Newcastle Realty’s Late Year Pickups Highlight Record Fourth Quarter for Investment Sales
By Al Barbarino February 26, 2013 7:30 am
reprintsReal estate investment firm Newcastle Realty Services purchased neighboring apartment buildings at 656 and 759 St. Nicholas Avenue in Harlem for a combined $5.6 million from Colorado-based real estate firm Aimco late last year, city records posted yesterday show.
Sellers sought to unload properties before looming capital gains tax hikes as December wound down, a main reason why the fourth quarter was the strongest investment sales quarter in two and a half decades.
The firm paid $4.4 million for the six-story, 20,640-square-foot property at 656 St. Nicholas Avenue, which features 30 residential units; and $1.2 million for the building at 759 — a 5,666-square-foot, four-story building with nine units.
The firm did not return calls seeking comment, but the purchase comes on the heels of reports that the firm purchased a 70,000-square-foot Upper West Side property at 380 Columbus Avenue for $50 million from Joben Realty Associates in another deal that closed at the end of December.
That property features 58,205 square feet of residential space (43 units) and 11,795 square feet of retail.
“It was a wonderful opportunity,” Margaret Streicker Porres, Newcastle’s president and founder told The Real Deal when that deal was made public.

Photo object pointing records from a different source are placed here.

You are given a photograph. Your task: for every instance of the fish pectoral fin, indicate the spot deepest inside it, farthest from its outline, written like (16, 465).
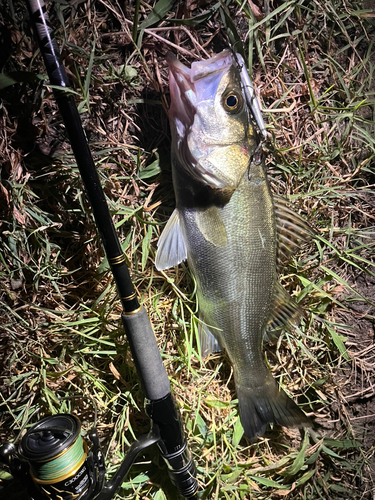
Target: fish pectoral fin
(207, 340)
(292, 230)
(211, 226)
(171, 245)
(286, 313)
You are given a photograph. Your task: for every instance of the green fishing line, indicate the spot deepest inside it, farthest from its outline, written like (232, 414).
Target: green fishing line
(62, 465)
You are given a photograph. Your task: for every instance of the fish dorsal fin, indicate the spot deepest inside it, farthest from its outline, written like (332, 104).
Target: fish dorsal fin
(171, 245)
(286, 313)
(211, 226)
(207, 340)
(292, 230)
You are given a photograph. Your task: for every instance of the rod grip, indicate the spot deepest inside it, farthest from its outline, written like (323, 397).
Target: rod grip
(146, 355)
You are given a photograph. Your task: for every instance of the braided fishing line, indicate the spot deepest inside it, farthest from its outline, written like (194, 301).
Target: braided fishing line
(64, 465)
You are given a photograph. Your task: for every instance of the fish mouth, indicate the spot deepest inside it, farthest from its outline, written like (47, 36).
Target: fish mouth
(184, 83)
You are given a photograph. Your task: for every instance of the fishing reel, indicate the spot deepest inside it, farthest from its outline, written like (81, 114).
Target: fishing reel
(55, 462)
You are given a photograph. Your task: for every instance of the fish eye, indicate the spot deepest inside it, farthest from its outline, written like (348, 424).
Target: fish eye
(233, 102)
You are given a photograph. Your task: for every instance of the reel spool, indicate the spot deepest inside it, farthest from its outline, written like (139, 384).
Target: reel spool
(61, 465)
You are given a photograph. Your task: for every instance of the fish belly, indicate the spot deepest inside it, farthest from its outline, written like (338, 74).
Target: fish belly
(236, 283)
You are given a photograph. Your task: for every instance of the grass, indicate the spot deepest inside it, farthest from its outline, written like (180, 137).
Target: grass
(313, 68)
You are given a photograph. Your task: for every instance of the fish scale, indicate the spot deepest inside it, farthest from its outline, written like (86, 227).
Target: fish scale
(225, 225)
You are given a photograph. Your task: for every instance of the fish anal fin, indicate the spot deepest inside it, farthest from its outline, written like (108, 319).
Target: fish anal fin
(286, 313)
(211, 226)
(292, 230)
(171, 245)
(207, 340)
(267, 405)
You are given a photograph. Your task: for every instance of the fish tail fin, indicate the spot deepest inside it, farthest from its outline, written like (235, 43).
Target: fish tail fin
(266, 405)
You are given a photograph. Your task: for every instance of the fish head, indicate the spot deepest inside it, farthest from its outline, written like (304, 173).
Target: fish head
(212, 134)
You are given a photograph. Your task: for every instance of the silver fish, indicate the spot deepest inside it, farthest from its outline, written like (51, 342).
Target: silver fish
(230, 229)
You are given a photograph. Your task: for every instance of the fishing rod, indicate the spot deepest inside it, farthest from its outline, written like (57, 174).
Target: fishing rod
(53, 459)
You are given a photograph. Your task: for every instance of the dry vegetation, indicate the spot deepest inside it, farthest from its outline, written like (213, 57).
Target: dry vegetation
(60, 334)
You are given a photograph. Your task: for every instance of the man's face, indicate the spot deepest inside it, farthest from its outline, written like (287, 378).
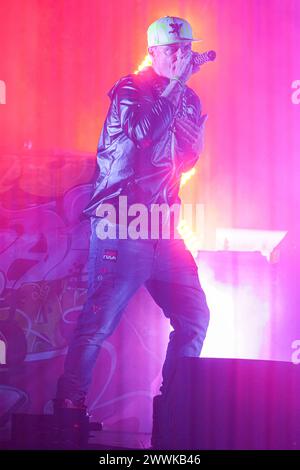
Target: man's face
(164, 58)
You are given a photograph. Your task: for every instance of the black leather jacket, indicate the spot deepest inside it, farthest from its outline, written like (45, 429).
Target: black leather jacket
(139, 154)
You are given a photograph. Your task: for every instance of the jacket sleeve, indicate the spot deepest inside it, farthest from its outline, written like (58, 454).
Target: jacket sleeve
(183, 148)
(142, 119)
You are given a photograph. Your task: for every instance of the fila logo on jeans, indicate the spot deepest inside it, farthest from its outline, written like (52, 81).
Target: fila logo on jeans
(110, 255)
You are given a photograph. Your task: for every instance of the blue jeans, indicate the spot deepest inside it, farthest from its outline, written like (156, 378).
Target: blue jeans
(117, 268)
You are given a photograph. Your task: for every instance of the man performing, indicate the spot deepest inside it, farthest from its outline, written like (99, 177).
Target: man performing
(153, 133)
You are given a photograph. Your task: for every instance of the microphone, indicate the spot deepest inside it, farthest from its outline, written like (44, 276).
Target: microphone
(200, 59)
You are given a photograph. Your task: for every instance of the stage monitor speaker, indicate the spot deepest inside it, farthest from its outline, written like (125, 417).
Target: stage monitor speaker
(229, 404)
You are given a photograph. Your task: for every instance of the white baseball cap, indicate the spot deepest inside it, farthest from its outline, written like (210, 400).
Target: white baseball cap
(169, 30)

The fourth quarter had the most sales in at least 25 years, as well as the lowest inventory levels for any quarter since 2000, according to The Elliman Report, compiled by appraisal firm Miller Samuel Inc. on behalf of Douglas Elliman. There were 2,598 in the fourth quarter, according to the report.
“People already on the fence on whether to buy or sell may have moved forward their plans before 12/31 since whatever form they take in 2013, taxes were assumed to be higher,” Jonathan Miller, president and CEO at Miller Samuel Inc. told Curbed when the report was released.
Newcastle Realty Services, founded in 2004, manages over 2,000 housing units throughout the five boroughs of New York City.